When a Topic is created, Message queues for the Topic are created on multiple Broker groups (machines with the same Broker name and different Brokerids form one Broker group) so that when the Master of a Broker group becomes unavailable, The other group’s Master is still available, and the Producer can still send messages. RocketMQ does not currently support automatic conversion from Slave to Master. If you need to convert a Slave to Master due to insufficient machine resources, manually stop the Broker for the Slave role, change the configuration file, and start the Broker with the new configuration file.

2.3 Message Primary/Secondary Replication

If a Broker group has Master and Slave, messages need to be copied from the Master to the Slave, either synchronously or asynchronously.

1) Synchronous replication

In synchronous replication, the write success status is reported to the client after the Master and Slave write success.

In synchronous replication mode, if the Master fails, all the backup data is stored on the Slave, which is easy to recover. However, synchronous replication increases the data writing delay and reduces the system throughput.

2) Asynchronous replication

In asynchronous replication, the Master sends the write success status to the client as long as the write is successful.

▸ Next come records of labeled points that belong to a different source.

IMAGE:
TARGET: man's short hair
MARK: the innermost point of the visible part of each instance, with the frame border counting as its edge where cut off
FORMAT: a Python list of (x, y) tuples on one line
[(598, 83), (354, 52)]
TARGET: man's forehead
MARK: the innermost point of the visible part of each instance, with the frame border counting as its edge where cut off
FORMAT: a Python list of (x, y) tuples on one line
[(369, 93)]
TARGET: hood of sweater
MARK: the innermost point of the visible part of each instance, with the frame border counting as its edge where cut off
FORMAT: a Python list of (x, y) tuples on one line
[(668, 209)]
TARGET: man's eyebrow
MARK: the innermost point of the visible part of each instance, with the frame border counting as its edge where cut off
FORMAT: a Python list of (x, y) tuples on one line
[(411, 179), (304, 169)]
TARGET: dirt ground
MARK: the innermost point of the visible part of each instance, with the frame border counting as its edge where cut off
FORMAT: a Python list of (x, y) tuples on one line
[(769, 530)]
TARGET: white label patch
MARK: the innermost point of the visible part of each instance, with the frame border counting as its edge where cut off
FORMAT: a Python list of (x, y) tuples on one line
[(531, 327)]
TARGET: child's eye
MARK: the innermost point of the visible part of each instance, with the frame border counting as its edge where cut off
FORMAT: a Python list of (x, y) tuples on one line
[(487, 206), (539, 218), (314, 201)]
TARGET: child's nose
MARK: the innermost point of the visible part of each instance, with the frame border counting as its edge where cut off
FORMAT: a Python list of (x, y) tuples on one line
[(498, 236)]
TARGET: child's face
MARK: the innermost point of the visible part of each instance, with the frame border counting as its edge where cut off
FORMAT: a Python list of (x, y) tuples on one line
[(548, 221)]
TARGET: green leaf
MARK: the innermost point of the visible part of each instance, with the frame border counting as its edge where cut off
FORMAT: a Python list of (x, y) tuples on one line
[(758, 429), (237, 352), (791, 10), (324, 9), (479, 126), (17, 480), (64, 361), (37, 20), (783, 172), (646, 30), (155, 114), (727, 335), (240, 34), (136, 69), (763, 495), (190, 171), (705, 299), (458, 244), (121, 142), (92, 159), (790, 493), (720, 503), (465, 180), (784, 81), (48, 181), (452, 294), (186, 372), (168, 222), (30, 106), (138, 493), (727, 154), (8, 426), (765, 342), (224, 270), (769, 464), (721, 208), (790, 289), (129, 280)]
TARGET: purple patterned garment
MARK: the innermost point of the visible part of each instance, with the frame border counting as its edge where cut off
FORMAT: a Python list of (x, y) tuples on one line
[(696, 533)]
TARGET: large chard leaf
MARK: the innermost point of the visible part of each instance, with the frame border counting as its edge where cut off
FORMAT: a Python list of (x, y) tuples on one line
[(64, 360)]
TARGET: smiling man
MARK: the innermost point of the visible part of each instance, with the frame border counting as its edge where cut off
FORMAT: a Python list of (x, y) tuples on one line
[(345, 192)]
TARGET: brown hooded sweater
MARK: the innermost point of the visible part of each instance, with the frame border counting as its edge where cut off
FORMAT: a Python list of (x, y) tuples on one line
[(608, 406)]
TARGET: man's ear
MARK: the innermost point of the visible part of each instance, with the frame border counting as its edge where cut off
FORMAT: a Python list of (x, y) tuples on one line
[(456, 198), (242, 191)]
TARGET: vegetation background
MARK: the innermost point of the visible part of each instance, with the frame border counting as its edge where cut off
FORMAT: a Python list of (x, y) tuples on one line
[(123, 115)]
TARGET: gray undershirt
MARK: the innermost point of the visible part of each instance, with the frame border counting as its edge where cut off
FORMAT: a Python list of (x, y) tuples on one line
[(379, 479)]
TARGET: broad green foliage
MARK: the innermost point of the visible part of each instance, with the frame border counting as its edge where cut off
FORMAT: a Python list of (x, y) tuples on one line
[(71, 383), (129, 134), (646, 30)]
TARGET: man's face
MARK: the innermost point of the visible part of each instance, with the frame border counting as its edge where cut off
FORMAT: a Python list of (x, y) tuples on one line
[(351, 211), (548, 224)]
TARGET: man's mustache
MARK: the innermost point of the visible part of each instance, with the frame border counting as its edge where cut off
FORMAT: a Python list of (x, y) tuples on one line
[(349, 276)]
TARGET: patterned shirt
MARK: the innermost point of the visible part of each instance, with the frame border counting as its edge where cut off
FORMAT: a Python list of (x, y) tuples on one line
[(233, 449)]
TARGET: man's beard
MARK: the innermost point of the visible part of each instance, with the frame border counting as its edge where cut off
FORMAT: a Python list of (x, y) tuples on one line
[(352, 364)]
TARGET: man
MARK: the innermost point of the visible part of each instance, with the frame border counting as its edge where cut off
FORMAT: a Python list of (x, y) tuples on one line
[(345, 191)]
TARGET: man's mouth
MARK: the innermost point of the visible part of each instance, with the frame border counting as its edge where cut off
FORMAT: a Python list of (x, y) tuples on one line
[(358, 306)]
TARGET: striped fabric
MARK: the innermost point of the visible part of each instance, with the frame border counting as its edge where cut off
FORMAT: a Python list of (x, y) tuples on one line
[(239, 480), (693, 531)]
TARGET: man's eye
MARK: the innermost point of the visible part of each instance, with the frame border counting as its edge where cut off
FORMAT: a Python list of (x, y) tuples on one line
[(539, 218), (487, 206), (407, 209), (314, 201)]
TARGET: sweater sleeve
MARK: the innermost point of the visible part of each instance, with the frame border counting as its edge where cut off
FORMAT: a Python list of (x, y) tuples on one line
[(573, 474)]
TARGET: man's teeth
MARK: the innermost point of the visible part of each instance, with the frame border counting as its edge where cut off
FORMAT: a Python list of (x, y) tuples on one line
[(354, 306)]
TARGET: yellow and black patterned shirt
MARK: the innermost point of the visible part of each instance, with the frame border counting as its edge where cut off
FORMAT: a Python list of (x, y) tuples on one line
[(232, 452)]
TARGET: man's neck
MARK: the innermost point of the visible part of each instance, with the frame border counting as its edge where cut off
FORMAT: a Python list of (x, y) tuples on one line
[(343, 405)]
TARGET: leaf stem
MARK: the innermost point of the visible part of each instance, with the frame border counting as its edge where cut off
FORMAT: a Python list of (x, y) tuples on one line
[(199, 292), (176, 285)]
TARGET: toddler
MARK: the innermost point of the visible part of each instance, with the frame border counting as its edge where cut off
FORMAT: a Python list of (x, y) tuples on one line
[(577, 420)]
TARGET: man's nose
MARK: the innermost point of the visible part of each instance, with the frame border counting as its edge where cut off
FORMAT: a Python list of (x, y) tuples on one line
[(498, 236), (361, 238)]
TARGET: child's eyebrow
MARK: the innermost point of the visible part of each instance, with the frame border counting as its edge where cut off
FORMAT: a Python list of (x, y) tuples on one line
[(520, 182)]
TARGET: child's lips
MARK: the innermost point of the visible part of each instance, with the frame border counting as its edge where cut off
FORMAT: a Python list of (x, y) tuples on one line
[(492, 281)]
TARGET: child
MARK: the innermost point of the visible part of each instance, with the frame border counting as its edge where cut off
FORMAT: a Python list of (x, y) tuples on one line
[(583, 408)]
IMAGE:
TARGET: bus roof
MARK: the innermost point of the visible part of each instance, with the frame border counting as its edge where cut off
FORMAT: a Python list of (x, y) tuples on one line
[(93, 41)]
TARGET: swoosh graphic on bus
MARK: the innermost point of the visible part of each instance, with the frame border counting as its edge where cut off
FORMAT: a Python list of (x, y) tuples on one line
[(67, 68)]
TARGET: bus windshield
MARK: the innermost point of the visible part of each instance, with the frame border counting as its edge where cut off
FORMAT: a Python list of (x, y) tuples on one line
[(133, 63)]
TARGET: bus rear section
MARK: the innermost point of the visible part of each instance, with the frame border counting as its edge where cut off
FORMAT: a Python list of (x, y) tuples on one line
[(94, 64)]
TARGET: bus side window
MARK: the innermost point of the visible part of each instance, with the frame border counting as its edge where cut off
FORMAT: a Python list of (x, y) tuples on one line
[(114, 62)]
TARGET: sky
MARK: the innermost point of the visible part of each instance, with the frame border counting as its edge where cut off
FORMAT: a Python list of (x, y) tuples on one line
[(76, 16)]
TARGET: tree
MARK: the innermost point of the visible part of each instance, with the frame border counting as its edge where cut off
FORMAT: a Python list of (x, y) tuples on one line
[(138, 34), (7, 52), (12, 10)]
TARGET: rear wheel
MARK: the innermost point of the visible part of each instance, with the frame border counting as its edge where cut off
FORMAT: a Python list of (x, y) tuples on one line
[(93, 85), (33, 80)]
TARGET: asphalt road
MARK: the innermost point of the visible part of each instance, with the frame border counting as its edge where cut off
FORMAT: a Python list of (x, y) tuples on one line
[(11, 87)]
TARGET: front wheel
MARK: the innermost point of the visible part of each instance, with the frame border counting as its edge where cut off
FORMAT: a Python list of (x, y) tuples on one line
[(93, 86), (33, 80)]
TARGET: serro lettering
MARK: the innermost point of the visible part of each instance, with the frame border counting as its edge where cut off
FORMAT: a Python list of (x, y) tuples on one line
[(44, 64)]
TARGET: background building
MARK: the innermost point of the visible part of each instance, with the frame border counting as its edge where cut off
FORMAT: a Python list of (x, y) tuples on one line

In asynchronous replication, the system has low latency and high throughput, but if the Master fails, some data may be lost because it is not written to the Slave.

3) configuration

Synchronous and asynchronous replication is set through the brokerRole parameter in the Broker configuration file, which can be set to one of the ASYNC_MASTER, SYNC_MASTER, or SLAVE values.

4) summary

In actual application scenarios, set the disk flush mode and the primary/secondary replication mode properly, especially the SYNC_FLUSH mode. Because disk write actions are frequently triggered, performance deteriorates significantly. In general, it is a good choice to configure the Master and Slave as ASYNC_FLUSH and the Master and Slave as SYNC_MASTER replication. This ensures data loss even if one machine fails.